Transcribo parte del artículo de opinión; comprueben que lo que el periodista escribe es muy importante.

«El mapa
JUAN MARTÍN POSADAS …
Vayamos a un postulado económico-social inocente para poner a prueba el razonamiento: la modernización. Nadie discute una propuesta de modernización. El Uruguay necesita modernizar mucha cosa: el gobierno, la administración pública, los medios de comunicación, la justicia, los liderazgos políticos, las dirigencias gremiales. ¿Por qué, entonces, la sospecha? Sucede que ese postulado esquiva aspectos de la realidad uruguaya vinculados con relaciones sociales desiguales y con formaciones de poder que se entrecruzan en la trama de la sociedad. Solamente tomando en cuenta esos elementos se entiende cabalmente la realidad de una sociedad y se comprenden las relaciones entre la sociedad civil y la sociedad política y entre la sociedad política y el estado. El orden de prioridades sociales operante en toda política económica es la resultante de un conjunto de fuerzas que cristalizan en la estructura de poder. En esta composición de fuerzas el peso de quienes controlan, sea la riqueza, sea los medios de comunicación, sea las estructuras de la burocracia, sea la cultura popular o cualquier otra palanca, es decisivo. Quienes controlan son, generalmente, pocos.
El mapa del poder no está colgado en la pared, a la vista como los otros mapas. En nuestro país lo que se maneja públicamente son fantasías. … » ————

Poderes fácticos.
Ça c’est le mot juste! Que el autor no usa en todo el artículo porque no lo conoce.
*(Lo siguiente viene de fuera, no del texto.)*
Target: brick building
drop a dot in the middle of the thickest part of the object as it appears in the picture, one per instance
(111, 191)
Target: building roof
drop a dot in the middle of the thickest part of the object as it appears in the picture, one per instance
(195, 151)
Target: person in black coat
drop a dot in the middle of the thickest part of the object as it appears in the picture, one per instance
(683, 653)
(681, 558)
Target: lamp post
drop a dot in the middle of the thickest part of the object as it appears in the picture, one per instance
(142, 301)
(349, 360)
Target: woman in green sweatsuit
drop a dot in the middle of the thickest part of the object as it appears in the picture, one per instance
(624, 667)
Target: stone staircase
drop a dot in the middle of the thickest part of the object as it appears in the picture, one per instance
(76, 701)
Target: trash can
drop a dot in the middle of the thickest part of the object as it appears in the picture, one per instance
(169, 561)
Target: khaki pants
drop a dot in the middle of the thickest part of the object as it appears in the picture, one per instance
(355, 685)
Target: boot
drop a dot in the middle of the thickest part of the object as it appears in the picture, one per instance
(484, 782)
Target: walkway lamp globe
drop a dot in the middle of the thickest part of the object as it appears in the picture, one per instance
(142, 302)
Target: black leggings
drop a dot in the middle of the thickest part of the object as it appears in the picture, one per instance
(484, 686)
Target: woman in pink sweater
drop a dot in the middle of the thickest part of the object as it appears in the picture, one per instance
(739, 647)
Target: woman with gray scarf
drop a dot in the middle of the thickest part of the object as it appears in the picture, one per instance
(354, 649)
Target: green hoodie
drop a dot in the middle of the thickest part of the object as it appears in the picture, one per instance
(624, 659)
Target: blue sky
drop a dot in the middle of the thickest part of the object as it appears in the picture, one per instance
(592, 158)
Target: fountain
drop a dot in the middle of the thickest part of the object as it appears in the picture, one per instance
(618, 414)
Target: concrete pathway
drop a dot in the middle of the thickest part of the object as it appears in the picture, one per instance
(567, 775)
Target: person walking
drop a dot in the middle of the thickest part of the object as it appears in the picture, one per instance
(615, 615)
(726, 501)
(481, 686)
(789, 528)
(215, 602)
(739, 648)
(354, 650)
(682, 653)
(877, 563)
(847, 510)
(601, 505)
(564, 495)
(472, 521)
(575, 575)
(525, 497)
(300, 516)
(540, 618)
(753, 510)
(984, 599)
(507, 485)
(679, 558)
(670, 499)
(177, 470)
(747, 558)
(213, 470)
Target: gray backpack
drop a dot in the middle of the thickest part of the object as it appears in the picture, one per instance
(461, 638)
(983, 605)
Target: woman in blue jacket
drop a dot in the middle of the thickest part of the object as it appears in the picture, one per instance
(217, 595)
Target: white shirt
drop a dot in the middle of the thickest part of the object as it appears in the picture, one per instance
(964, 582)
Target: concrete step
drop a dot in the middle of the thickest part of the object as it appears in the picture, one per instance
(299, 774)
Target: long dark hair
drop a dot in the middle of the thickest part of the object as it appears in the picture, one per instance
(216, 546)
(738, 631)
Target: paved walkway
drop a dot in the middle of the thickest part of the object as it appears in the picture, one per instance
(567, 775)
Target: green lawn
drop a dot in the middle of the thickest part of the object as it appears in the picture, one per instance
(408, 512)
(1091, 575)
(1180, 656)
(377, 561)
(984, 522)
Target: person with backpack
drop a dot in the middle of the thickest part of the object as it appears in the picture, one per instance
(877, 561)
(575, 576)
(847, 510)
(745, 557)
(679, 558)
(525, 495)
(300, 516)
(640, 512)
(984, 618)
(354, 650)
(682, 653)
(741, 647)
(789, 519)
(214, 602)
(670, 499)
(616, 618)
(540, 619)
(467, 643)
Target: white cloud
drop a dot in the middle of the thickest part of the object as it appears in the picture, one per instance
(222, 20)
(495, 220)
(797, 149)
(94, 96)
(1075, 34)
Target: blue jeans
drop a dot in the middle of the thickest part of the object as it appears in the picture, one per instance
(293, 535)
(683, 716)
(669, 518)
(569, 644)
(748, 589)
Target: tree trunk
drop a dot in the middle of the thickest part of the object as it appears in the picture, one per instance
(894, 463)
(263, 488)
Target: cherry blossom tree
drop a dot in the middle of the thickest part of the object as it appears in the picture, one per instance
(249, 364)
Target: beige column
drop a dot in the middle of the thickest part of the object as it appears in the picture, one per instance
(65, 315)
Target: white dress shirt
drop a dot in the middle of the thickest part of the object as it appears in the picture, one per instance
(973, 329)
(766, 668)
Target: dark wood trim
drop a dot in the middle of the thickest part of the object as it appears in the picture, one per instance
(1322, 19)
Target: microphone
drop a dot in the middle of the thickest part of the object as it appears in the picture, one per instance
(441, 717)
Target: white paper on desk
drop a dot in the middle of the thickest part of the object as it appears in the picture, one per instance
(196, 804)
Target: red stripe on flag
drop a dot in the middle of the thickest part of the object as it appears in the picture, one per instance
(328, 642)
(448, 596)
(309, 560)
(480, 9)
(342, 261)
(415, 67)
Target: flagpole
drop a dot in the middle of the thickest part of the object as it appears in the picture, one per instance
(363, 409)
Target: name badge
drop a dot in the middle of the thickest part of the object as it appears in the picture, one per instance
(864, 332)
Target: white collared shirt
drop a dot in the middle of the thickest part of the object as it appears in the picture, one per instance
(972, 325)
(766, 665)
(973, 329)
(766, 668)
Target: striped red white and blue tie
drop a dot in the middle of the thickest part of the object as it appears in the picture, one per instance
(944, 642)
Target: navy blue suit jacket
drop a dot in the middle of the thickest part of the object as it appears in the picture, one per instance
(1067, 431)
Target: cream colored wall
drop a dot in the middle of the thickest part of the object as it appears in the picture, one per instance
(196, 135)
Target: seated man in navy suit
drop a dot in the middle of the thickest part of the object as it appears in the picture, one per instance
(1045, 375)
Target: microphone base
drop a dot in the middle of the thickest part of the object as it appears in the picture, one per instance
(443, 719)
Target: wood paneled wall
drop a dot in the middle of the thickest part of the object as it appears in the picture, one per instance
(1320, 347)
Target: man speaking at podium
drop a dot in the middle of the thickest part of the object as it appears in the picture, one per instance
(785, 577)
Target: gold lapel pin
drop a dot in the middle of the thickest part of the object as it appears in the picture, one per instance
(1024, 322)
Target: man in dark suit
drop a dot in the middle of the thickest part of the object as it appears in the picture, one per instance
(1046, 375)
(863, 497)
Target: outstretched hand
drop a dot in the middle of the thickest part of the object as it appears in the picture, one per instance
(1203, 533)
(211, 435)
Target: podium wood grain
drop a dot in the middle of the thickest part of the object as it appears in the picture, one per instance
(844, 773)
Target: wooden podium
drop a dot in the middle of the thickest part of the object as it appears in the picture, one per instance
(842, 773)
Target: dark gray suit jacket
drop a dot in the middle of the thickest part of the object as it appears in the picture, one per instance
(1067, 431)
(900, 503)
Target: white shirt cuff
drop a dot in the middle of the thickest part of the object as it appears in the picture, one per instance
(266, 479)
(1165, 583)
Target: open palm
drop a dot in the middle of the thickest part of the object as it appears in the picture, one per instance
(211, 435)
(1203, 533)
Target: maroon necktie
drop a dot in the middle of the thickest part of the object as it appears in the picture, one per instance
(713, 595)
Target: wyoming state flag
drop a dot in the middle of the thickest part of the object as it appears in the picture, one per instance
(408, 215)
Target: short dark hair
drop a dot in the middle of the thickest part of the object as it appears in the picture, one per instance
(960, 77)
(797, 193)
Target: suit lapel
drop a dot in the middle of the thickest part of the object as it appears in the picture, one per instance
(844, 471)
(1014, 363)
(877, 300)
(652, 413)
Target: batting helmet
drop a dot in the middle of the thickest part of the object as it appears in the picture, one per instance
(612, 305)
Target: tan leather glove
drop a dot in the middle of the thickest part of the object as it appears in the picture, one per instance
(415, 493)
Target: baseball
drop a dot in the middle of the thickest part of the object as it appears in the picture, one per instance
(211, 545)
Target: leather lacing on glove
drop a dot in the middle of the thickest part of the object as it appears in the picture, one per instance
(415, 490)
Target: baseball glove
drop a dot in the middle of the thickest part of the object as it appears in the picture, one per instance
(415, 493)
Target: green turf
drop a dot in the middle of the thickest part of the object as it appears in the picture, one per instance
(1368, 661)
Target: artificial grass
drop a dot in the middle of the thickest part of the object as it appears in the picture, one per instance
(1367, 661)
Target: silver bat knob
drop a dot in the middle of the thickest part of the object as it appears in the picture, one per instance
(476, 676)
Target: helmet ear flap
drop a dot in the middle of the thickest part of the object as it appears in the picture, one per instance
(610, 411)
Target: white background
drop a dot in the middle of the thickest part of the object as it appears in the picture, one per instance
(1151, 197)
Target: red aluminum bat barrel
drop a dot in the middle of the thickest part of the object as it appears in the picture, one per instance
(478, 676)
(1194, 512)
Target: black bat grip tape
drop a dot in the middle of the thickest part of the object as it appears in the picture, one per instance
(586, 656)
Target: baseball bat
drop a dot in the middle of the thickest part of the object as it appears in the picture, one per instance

Los Poderes Fácticos son aquellas fuerzas sociales que por su poder económico (‘las 500 familias’), autoridad social (la Iglesia), monopolio del uso de la fuerza (Ejército), capacidad de paralizar la vida económica (Sindicatos), y otros, tienen un gran peso en la vida política -condicionante, incluso decisivo- y no responden a una elección de la ciudadanía, a lo sumo a un proceso de selección corporativo -Iglesia, Ejército, Sindicatos, Policía, Banca, etc.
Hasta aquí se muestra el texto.